Fidelity hired Arden in early December to manage a hedge fund of funds slotted into Fidelity's portfolio advisory services for mass affluent investors commonly defined as retail investors with between $100,000 and $1 million of liquid assets. The initial allocation from Fidelity's model portfolio totaled $700 million.

Arden's move into mutual funds was defensive: “We had been bulking up on U.S. and non-U.S. defined benefit plans for years. But from 2005 onward, data points kept coming in about our Fortune 100 or Fortune 500 investors that were freezing their defined benefit plans,” said Averell Mortimer, CEO of the New York-based firm.

Arden manages about $7 billion in total and awaits approval from the Securities and Exchange Commission for two hedged mutual funds that are clones of the Fidelity strategy.

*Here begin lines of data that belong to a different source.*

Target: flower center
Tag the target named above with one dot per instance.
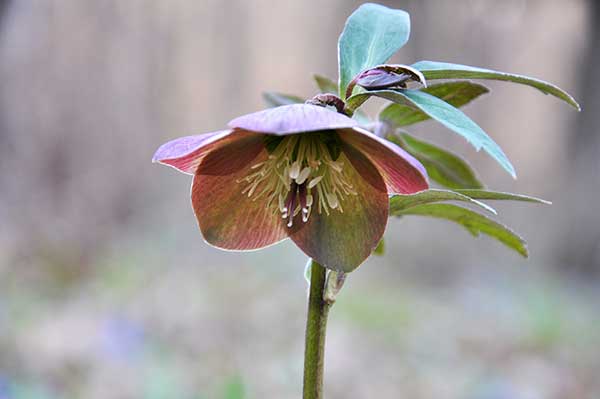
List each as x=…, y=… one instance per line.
x=303, y=172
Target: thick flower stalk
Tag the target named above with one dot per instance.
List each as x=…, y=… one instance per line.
x=298, y=171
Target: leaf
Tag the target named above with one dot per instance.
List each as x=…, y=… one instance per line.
x=372, y=34
x=380, y=249
x=399, y=203
x=325, y=84
x=499, y=195
x=442, y=166
x=444, y=70
x=456, y=94
x=474, y=222
x=307, y=271
x=274, y=99
x=450, y=117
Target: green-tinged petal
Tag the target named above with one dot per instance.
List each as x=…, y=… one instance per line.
x=229, y=219
x=443, y=167
x=446, y=70
x=343, y=240
x=474, y=222
x=402, y=173
x=456, y=94
x=380, y=249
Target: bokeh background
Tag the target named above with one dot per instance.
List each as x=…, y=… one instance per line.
x=108, y=291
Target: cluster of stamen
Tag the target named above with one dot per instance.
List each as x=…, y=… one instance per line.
x=301, y=173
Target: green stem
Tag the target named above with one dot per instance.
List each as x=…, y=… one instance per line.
x=316, y=326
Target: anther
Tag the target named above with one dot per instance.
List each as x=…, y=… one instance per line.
x=294, y=170
x=303, y=175
x=314, y=181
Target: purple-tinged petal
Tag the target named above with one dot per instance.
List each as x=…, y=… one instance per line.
x=186, y=153
x=402, y=173
x=343, y=240
x=227, y=218
x=290, y=119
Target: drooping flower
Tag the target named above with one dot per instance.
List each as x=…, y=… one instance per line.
x=300, y=171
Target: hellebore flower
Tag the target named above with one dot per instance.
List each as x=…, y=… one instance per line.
x=300, y=171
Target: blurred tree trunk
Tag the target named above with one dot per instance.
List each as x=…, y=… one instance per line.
x=582, y=249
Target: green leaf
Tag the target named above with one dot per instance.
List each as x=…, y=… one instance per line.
x=372, y=34
x=456, y=94
x=399, y=203
x=442, y=166
x=444, y=70
x=307, y=271
x=474, y=222
x=499, y=195
x=325, y=84
x=451, y=117
x=380, y=249
x=274, y=99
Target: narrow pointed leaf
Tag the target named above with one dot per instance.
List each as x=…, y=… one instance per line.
x=456, y=94
x=325, y=84
x=399, y=203
x=443, y=167
x=445, y=70
x=498, y=195
x=474, y=222
x=451, y=117
x=372, y=34
x=274, y=99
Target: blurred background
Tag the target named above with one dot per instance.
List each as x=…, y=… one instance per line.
x=107, y=289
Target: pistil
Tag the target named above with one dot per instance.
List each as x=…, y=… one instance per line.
x=300, y=169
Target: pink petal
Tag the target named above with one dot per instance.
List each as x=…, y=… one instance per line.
x=185, y=153
x=294, y=118
x=229, y=219
x=402, y=173
x=342, y=241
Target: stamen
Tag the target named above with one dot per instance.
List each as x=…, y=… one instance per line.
x=314, y=181
x=294, y=170
x=332, y=200
x=303, y=175
x=298, y=174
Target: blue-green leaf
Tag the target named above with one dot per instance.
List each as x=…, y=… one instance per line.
x=447, y=115
x=456, y=94
x=274, y=99
x=372, y=34
x=445, y=70
x=474, y=222
x=442, y=166
x=325, y=84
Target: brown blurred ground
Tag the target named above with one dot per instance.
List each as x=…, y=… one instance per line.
x=107, y=290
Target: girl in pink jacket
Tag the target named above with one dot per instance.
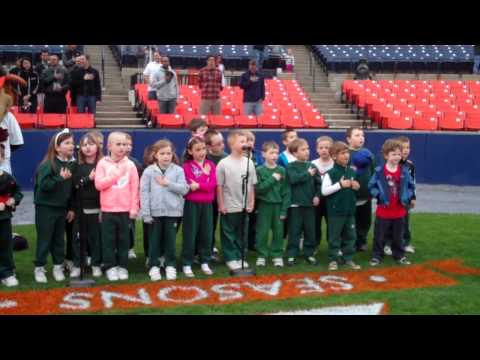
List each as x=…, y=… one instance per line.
x=200, y=174
x=116, y=178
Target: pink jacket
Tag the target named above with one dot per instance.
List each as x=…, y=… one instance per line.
x=208, y=183
x=118, y=184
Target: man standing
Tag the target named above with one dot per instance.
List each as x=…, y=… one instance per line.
x=166, y=84
x=151, y=69
x=253, y=84
x=210, y=83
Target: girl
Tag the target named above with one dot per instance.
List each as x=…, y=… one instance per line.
x=52, y=198
x=200, y=174
x=84, y=177
x=162, y=188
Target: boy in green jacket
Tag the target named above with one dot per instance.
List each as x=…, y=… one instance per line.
x=304, y=182
x=272, y=205
x=340, y=188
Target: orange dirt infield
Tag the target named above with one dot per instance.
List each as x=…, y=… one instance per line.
x=231, y=290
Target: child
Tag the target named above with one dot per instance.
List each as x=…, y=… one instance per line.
x=323, y=164
x=393, y=188
x=339, y=187
x=53, y=204
x=230, y=174
x=116, y=178
x=131, y=251
x=84, y=176
x=10, y=197
x=200, y=174
x=162, y=188
x=286, y=157
x=363, y=162
x=272, y=196
x=304, y=182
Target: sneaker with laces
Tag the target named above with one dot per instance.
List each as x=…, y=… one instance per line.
x=58, y=274
x=40, y=275
x=333, y=266
x=261, y=262
x=387, y=250
x=187, y=271
x=206, y=269
x=171, y=273
x=155, y=274
x=11, y=281
x=96, y=271
x=122, y=273
x=112, y=274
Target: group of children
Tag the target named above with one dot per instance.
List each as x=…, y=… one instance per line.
x=288, y=196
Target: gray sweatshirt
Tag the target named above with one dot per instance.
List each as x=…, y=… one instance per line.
x=159, y=201
x=165, y=91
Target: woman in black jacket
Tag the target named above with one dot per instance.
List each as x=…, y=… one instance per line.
x=27, y=101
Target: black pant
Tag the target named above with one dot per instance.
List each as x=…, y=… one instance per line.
x=382, y=228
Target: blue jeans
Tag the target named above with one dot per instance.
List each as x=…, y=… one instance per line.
x=87, y=101
x=255, y=108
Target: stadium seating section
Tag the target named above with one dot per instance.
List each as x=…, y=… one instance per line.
x=397, y=58
x=286, y=105
x=417, y=105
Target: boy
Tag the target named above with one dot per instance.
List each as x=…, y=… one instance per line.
x=272, y=204
x=393, y=188
x=287, y=157
x=116, y=178
x=363, y=162
x=230, y=174
x=340, y=188
x=323, y=164
x=304, y=183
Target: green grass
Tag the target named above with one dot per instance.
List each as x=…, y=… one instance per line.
x=436, y=236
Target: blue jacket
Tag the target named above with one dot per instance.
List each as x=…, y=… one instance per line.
x=378, y=187
x=252, y=91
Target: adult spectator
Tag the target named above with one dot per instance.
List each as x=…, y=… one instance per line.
x=151, y=69
x=85, y=83
x=166, y=83
x=210, y=83
x=253, y=84
x=27, y=100
x=69, y=55
x=55, y=82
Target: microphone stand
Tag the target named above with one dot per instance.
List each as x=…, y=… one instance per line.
x=243, y=234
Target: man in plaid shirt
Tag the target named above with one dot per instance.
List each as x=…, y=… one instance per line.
x=210, y=82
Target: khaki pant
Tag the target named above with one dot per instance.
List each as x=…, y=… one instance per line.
x=212, y=107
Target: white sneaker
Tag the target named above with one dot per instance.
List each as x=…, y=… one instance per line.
x=112, y=274
x=387, y=250
x=171, y=273
x=39, y=274
x=58, y=274
x=278, y=262
x=96, y=271
x=261, y=262
x=75, y=272
x=131, y=254
x=11, y=281
x=206, y=269
x=410, y=249
x=155, y=274
x=187, y=271
x=122, y=273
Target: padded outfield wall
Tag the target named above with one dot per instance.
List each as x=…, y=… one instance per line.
x=440, y=158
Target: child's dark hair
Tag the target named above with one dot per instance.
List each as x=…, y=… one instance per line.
x=295, y=145
x=195, y=124
x=191, y=143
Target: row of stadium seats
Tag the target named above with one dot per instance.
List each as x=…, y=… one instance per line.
x=285, y=105
x=416, y=104
x=397, y=58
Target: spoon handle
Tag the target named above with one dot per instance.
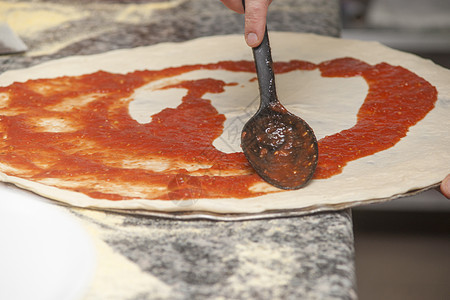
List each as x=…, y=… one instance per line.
x=266, y=79
x=264, y=69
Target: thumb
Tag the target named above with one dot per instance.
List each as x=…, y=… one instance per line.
x=255, y=21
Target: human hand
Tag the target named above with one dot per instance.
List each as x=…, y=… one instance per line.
x=445, y=186
x=255, y=18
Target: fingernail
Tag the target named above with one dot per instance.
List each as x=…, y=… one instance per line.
x=252, y=39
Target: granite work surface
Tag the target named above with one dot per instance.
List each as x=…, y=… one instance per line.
x=309, y=257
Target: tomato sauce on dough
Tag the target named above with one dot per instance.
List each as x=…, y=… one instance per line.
x=76, y=132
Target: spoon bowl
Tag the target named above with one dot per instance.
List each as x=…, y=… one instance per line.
x=280, y=146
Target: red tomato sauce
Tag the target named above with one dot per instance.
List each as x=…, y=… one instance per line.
x=102, y=134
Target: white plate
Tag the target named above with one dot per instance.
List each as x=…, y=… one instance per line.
x=44, y=252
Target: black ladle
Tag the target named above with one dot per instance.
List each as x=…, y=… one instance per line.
x=280, y=146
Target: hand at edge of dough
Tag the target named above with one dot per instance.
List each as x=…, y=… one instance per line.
x=255, y=18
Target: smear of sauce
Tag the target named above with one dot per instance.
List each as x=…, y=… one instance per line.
x=76, y=132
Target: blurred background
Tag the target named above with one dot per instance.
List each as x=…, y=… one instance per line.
x=403, y=246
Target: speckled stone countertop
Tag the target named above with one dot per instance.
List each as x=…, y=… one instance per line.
x=309, y=257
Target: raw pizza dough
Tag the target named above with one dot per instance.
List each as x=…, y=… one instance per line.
x=329, y=105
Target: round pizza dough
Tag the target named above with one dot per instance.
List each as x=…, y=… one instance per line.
x=329, y=105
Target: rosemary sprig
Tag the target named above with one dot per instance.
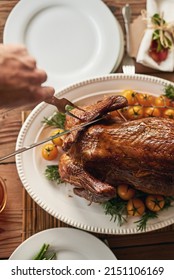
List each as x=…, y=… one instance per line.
x=169, y=91
x=116, y=208
x=57, y=120
x=52, y=174
x=142, y=223
x=43, y=253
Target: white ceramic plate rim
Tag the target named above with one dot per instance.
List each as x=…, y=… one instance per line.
x=75, y=211
x=108, y=38
x=84, y=245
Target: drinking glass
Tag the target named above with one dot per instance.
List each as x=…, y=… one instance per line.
x=3, y=194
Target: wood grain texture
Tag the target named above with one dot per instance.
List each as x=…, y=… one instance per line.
x=22, y=217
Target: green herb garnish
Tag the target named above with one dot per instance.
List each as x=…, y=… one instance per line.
x=169, y=91
x=52, y=173
x=57, y=120
x=43, y=253
x=141, y=223
x=116, y=209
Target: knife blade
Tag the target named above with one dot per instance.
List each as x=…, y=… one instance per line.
x=31, y=146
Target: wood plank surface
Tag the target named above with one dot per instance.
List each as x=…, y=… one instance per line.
x=22, y=217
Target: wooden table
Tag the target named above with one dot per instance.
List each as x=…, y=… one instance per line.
x=16, y=225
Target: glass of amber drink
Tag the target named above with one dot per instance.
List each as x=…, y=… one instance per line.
x=3, y=194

The SEC approved Blackstone Alternative Asset Management's registration of the institutional hedge funds-of-funds manager's first mutual fund on April 2.

“Running mutual funds is very different from running hedge funds. There are different mechanics and you really have to figure out what your comparative advantage is. For Blackstone, it's our investment process,” said J. Tomilson Hill, president and CEO of Blackstone Alternative Asset Management, New York.

Mr. Hill declined to provide specifics about the launch and distribution of the Blackstone Alternative Multi-Manager Fund. BAAM managed $48 billion as of March 31.

As popular as hedge fund mutual funds might become with retail investors, investment consultants remain unconvinced of their efficacy for defined contribution plans and other institutional investors.

“The challenge is to get a real hedge fund strategy into a non-accredited, daily valued mutual fund for 401(k) investors,” said Robert “Bob” DiMeo, managing director and senior consultant, DiMeo Schneider & Associates LLC, Chicago.

“We just can't get over the investment restrictions which tend to scrub out the hedge fund investment advantages and the higher fees. The hurdles remain pretty high for institutions when it comes to using hedge fund mutual funds,” Mr. DiMeo said.

“Offering hedge funds in a mutual fund means that you have to emphasize the most liquid strategies, and there's a heavy emphasis on managed futures, commodities and long/short equity approaches. Given the wide basket of hedge fund strategies available in the market, you're getting a pretty narrow slice at a pretty high price,” said Matthew E. Stroud, head of strategies-Americas at Towers Watson Investment Services, New York.